The rppo package contains just two functions. One to query terms from the Plant Phenology Ontology (PPO) and another to query the data global plant phenology data portal (PPO data portal). Following are three examples which illustrate use of these functions: the first two sections illustrate the ppo_data and ppo_terms functions and the third section illustrates how to use the functions together.

ppo_terms function

It is frequently useful to look through the list of present and absent terms contained in the PPO. The ppo_terms function returns present terms, absent terms, or both, with columns containing a termID, label, definition and full URI for each term. Use the termIDs returned from this function to query terms in the ppo_data function. The following example returns the present terms into a “present_terms” data frame and a sample slice from the dataframe.

present_terms <- ppo_terms(present = TRUE)
# print the first five rows, with just the termIDs and labels
print(present_terms[1:5,c("termID","label")])
#>            termID                            label
#> 1 obo:PPO_0002359  abscised cones or seeds present
#> 2 obo:PPO_0002358 abscised fruits or seeds present
#> 3 obo:PPO_0002357          abscised leaves present
#> 4 obo:PPO_0002311       breaking leaf buds present
#> 5 obo:PPO_0002346                    cones present

ppo_data function

The ppo_data function queries the PPO Data Portal, passing values to the database and extracting matching results. The results of the ppo_data function are returned as a list with five elements: 1) a data frame containing data, 2) a readme string containing usage information and some statistics about the query itself, 3) a citation string containing information about proper citation, 4) a number_possible integer indicating the total number of results if a limit has been specified, and 5) a status code returned from the service.

The “df” variable below is populated with results from the data element in the results list, with an example slice of data showing the first record.

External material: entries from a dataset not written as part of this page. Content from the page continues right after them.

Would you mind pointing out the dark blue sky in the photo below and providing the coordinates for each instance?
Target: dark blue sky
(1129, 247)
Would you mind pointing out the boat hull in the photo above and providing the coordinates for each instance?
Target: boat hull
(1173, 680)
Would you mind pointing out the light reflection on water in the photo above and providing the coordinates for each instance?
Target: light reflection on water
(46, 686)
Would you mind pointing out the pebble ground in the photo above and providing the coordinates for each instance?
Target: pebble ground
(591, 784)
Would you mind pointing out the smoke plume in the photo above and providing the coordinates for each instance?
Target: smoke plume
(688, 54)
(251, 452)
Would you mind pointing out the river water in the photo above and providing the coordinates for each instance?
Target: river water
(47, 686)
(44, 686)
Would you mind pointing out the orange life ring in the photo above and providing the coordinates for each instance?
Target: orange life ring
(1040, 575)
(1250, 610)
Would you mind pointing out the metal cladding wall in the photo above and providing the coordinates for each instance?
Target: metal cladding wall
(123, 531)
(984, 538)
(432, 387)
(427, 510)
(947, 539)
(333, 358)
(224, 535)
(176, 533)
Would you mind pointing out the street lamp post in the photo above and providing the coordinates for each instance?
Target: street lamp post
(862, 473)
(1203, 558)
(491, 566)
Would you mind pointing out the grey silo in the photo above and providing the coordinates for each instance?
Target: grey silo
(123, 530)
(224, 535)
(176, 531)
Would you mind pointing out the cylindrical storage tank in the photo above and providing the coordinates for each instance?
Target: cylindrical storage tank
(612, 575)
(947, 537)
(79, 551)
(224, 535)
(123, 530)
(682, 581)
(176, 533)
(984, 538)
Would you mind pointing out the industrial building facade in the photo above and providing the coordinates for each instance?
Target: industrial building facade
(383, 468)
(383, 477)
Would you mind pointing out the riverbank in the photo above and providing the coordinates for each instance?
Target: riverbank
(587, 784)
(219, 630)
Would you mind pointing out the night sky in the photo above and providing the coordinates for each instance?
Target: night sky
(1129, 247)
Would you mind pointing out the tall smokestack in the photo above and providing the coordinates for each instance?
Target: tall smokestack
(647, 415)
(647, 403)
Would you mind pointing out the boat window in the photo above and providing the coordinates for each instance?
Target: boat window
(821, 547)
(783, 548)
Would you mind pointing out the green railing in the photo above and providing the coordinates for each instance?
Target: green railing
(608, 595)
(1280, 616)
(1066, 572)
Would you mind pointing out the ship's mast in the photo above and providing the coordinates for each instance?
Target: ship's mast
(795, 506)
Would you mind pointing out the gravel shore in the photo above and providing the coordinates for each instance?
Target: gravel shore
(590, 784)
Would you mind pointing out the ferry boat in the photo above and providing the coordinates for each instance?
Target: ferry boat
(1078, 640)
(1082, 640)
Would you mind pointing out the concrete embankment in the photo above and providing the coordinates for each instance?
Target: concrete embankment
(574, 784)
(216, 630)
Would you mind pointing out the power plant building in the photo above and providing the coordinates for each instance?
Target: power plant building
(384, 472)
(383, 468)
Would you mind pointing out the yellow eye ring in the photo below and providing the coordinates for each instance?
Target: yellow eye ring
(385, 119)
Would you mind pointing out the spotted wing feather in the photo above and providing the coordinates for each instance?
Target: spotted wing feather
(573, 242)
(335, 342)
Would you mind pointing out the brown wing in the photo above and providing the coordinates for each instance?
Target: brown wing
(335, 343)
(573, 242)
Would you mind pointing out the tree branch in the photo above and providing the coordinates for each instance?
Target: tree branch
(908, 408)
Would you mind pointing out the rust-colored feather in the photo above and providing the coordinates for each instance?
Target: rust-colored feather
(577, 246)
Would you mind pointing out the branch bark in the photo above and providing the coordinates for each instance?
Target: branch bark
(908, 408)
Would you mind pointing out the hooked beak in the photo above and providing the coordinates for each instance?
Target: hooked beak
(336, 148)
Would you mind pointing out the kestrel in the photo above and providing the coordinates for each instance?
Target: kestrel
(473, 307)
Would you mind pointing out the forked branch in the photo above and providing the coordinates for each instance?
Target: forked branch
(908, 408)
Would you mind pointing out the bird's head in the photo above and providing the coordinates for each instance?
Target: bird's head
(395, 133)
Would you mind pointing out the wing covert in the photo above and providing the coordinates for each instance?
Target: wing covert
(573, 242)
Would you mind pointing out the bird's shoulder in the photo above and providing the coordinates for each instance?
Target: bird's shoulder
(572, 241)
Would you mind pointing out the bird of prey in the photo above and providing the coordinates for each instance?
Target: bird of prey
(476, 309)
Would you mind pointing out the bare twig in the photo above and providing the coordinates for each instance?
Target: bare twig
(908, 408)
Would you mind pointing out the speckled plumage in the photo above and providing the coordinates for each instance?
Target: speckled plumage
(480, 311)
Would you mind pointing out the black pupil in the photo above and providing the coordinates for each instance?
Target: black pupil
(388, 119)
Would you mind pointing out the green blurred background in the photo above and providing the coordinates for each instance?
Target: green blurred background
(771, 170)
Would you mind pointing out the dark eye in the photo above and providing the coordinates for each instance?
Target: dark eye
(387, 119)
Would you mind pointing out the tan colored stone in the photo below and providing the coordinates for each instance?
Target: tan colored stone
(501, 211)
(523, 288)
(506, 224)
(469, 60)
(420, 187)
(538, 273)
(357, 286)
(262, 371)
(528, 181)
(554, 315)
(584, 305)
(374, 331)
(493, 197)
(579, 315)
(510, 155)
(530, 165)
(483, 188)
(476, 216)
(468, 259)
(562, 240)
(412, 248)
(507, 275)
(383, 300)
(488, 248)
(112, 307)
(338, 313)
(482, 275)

results <- ppo_data(genus = "Quercus", fromYear = 2013, toYear = 2013, fromDay = 100, toDay = 110, termID = 'obo:PPO_0002313', limit = 10)
df <- results$data
print(df[1:1,])
#>   dayOfYear year   genus specificEpithet latitude longitude
#> 1       110 2013 Quercus           rubra 40.86628 -73.87572
#>                                                                                                            termID
#> 1 obo:PPO_0002000,obo:PPO_0002014,obo:PPO_0002015,obo:PPO_0002017,obo:PPO_0002312,obo:PPO_0002313,obo:PPO_0002315
#>    source                                  eventId
#> 1 USA-NPN urn:phenologicalObservingProcess/5132665

The readme and citation files returned by the list of results can be accessed by calling the readme and citation elements. Note that the the file “citation_and_data_use_policies.txt” that is referred to in the readme file can be accessed using cat(results$citation)

cat(results$readme)
#> The following contains information about your download from the Global Plant 
#> Phenology Database.  Please refer to the citation_and_data_use_policies.txt 
#> file for important information about data usage policies, licensing, and 
#> citation protocols for each dataset.  This file contains summary information 
#> about the query that was run.  
#> 
#> data file = data.csv
#> date query ran = Thu Sep 17 2020 13:14:33 GMT-0400 (EDT)
#> query = +genus:Quercus AND +plantStructurePresenceTypes:"http://purl.obolibrary.org/obo/PPO_0002313" AND +year:>=2013 AND +year:<=2013 AND +dayOfYear:>=100 AND +dayOfYear:<=110 AND source:USA-NPN,NEON
#> fields returned = dayOfYear,year,genus,specificEpithet,latitude,longitude,source,eventId
#> user specified limit = 10
#> total results possible = 518
#> total results returned = 0

The results lists also shows the number of possible results in the results set, which is useful if the submitted query had a limit. For example, in the query above, the limit is set to 10 but we want to know how many records were possible if the limit was not set.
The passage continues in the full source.